The Obama administration’s “YouTube video” talking point was, for all intents and purposes, laid to rest Thursday at the House Benghazi hearing on Capitol Hill.

South Carolina’s Trey Gowdy delivered a final eulogy for the talking point, even as former Secretary of State Hillary Clinton put forth a lackluster attempt to resuscitate the dead excuse. The talking point was three-years-old. It is survived by Clinton, Obama White House speechwriter Ben Rhodes, and national security adviser Susan Rice. (RELATED: Obama Staffers Party On Anniversary of 9/11, Benghazi Attacks).

Ohio Rep. Jim Jordan delivered a moving farewell to the talking point.

“You just gave a long answer, Madam Secretary, to Ms. Sanchez about what you heard that night, what you’re doing. But nowhere in there did you mention a video. You didn’t mention a video because there was never a video-inspired protest in Benghazi. There was in Cairo but not in Benghazi,” Jordan told Clinton.

“One hour before the attack in Benghazi, Chris Stevens walks a diplomat to the front gate. The ambassador didn’t report a demonstration. He didn’t report it because it never happened. An eyewitness in the command center that night on the ground said no protest, no demonstration; two intelligence reports that day, no protest, no demonstration,” Jordan continued.

“So if there’s no evidence for a video-inspired protest, then where did the false narrative start? It started with you, Madam Secretary,” Jordan said. “At 10:08, on the night of the attack, you released this statement, “Some have sought to justify the vicious behavior as a response to inflammatory material posted on the Internet.”

This reporter first uncovered that the YouTube talking point originated in Hillary Clinton’s State Department courtesy of Clinton’s unofficial Libya adviser Sidney Blumenthal, who sent Clinton some left-wing articles on September 12 by his son Max Blumenthal about the film Innocence of Muslims.

But Clinton did not even believe the talking point herself. House investigators Thursday cited email evidence to point to three different examples of Clinton telling people that the video did not cause the violence. Clinton told the Egyptian prime minister, the Libyan president, and her own family that the video talking point was not true.

Indeed, Clinton even received an intelligence memo written by Blumenthal’s source — and presumably sent to her by Blumenthal — on September 12 notifying her that the Ansar Al Sharia terrorist brigade was using YouTube video-inspired “protests” as cover for their terrorist plots.
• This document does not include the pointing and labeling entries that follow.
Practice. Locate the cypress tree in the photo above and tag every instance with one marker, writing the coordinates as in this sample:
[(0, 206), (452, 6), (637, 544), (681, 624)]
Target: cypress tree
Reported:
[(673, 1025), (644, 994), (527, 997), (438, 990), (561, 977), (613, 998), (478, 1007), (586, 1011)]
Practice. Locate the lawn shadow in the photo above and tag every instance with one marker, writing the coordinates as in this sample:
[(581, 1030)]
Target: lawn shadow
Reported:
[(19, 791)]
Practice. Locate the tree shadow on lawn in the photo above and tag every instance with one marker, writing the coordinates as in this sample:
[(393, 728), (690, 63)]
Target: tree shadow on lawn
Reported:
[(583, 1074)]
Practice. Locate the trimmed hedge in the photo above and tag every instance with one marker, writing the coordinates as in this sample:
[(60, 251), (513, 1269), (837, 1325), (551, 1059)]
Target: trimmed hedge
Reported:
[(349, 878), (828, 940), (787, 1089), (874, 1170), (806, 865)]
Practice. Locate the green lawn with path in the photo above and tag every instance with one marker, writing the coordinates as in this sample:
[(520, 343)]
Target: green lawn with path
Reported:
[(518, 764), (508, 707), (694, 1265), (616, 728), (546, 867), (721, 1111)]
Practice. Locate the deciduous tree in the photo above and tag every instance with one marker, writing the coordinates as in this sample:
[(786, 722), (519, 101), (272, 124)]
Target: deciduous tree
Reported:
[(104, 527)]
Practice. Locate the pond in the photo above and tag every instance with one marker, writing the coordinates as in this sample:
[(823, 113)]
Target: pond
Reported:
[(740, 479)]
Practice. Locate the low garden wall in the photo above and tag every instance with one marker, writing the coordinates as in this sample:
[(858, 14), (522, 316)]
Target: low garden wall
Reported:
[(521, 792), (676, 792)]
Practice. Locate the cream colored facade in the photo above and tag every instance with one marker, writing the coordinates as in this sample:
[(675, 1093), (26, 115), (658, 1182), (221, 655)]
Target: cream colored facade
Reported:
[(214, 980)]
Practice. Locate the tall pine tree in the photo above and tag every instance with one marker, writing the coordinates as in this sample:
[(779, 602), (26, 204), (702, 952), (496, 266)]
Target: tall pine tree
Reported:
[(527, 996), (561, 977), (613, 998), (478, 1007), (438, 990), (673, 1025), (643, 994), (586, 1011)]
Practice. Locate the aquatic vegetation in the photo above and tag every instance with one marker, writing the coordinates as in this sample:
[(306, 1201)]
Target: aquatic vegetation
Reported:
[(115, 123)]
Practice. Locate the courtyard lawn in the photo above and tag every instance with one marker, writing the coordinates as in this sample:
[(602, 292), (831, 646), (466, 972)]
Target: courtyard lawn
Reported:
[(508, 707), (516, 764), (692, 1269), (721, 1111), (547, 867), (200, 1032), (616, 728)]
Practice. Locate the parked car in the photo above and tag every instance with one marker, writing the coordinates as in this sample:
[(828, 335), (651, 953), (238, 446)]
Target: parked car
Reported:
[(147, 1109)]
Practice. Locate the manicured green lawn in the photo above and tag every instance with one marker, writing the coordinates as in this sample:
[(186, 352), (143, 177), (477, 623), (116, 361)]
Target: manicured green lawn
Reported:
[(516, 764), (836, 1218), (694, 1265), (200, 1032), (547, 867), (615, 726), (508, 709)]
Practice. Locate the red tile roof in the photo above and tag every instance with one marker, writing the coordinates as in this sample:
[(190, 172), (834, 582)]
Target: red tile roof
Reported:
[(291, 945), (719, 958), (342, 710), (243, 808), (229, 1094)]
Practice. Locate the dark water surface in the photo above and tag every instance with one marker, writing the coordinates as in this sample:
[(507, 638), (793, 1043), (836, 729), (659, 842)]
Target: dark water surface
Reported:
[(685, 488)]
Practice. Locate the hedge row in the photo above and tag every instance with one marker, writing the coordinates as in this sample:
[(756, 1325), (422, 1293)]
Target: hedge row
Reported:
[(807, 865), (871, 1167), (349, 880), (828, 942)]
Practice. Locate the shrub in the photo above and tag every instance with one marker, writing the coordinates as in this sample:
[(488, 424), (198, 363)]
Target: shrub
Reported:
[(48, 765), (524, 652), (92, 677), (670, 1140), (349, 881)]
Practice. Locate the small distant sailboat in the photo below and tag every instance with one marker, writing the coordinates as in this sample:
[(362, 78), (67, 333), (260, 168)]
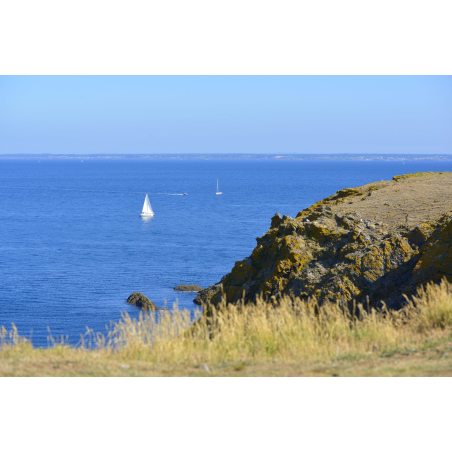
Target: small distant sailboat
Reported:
[(147, 209), (218, 191)]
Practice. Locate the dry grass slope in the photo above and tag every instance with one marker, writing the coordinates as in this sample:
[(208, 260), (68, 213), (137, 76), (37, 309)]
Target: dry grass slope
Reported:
[(291, 337)]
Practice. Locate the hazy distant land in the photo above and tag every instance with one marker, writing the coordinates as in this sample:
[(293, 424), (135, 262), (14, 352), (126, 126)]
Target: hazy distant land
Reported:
[(360, 157)]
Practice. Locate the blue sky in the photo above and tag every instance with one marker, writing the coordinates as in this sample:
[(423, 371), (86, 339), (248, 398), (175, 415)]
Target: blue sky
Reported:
[(225, 114)]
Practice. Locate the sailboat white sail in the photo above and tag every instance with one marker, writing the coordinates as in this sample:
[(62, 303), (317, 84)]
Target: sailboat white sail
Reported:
[(147, 209), (218, 191)]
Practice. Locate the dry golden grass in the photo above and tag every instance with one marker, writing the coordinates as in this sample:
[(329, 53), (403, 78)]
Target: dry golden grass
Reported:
[(291, 337)]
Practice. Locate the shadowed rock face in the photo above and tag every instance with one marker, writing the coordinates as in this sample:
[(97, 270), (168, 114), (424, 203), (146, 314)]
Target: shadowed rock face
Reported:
[(140, 300), (332, 253), (205, 296)]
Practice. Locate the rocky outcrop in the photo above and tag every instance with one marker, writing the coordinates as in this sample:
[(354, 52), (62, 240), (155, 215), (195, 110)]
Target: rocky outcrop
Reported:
[(331, 252), (141, 301), (205, 296), (188, 288)]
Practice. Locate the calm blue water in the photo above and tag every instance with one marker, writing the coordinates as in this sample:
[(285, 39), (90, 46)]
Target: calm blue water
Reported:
[(73, 246)]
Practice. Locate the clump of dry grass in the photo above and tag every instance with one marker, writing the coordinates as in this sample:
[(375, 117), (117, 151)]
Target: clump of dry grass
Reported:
[(288, 331)]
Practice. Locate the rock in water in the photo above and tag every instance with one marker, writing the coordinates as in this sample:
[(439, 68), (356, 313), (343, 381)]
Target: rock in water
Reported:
[(188, 288), (205, 295), (140, 300)]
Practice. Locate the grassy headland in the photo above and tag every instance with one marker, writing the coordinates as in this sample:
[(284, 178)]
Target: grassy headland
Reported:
[(360, 283), (287, 338)]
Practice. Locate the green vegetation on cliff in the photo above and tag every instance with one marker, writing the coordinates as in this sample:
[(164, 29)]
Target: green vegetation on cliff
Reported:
[(356, 246)]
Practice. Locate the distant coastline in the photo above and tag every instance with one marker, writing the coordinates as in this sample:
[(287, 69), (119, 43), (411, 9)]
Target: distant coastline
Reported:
[(351, 157)]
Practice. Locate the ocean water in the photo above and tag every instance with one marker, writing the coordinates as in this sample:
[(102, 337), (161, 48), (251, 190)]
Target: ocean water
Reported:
[(73, 246)]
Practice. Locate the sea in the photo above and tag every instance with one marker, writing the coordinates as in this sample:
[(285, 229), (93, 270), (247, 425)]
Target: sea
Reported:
[(73, 246)]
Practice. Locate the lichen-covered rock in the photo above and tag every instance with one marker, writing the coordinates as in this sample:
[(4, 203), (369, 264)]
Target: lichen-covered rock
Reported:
[(141, 301), (188, 288), (335, 256)]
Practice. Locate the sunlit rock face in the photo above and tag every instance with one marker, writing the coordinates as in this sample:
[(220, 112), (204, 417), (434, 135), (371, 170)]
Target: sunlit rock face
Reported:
[(343, 250)]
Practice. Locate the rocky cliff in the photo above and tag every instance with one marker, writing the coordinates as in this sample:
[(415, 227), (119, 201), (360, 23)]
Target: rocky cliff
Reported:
[(375, 242)]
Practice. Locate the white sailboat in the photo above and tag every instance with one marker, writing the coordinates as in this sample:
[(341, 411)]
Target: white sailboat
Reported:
[(147, 209), (218, 191)]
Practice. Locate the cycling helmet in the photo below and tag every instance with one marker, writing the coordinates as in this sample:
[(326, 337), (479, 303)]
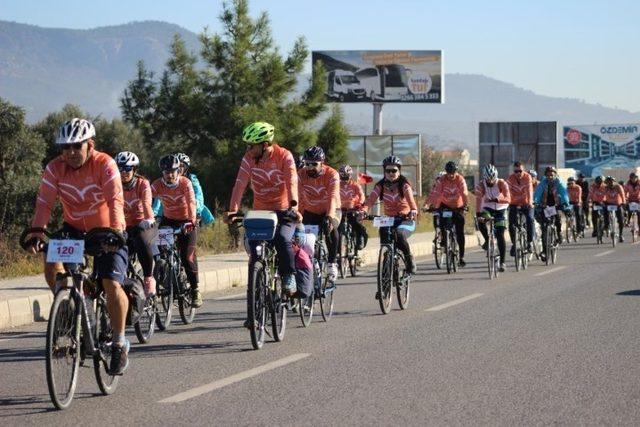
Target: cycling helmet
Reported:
[(257, 133), (345, 171), (183, 158), (169, 162), (391, 160), (314, 153), (127, 158), (75, 130), (490, 172), (451, 167)]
Clinton helped give those terrorists the cover they needed. White House speechwriter Ben Rhodes changed the administration’s talking points to focus on the YouTube video in advance of Susan Rice’s Sunday talk show appearances. And a false narrative was born.

Clinton’s final sputtering defense Thursday for using the talking point fell flat.

“I needed to be talking about the video because I needed to put other governments on notice that they were not going to get away with attacking us,” Clinton said, noting that anti-video protests were cropping up in other countries.

But Clinton maintained that “We were not making up the intelligence. We were trying to get it, to make sense of it, and to share it” and that “We did the best that we could with the information that we had at the time…I’m sorry it doesn’t fit your narrative, Congressman.”

Clinton, 67, also said that it’s very hard to get good intelligence because “You have to monitor social media for goodness sakes. That’s where the Ansar al Sharia claim was placed.”

Breitbart News reported Wednesday that the Obama White House initially sought to blame a different YouTube video, a “Pastor Jon” spiritual video, for inciting spontaneous violence at the U.S. consulate in Benghazi on September 11, 2012. The White House contacted YouTube three hours after the attack to inquire about the “Pastor Jon” video before eventually settling on a movie called Innocence of Muslims by an obscure filmmaker named Nakoula Basseley Nakoula, who was later arrested on a vaguely related probation violation.

Innocence of Muslims, which featured subpar acting performances and low production values, failed to generate widespread box-office success. Variety has yet to report any news of an upcoming sequel.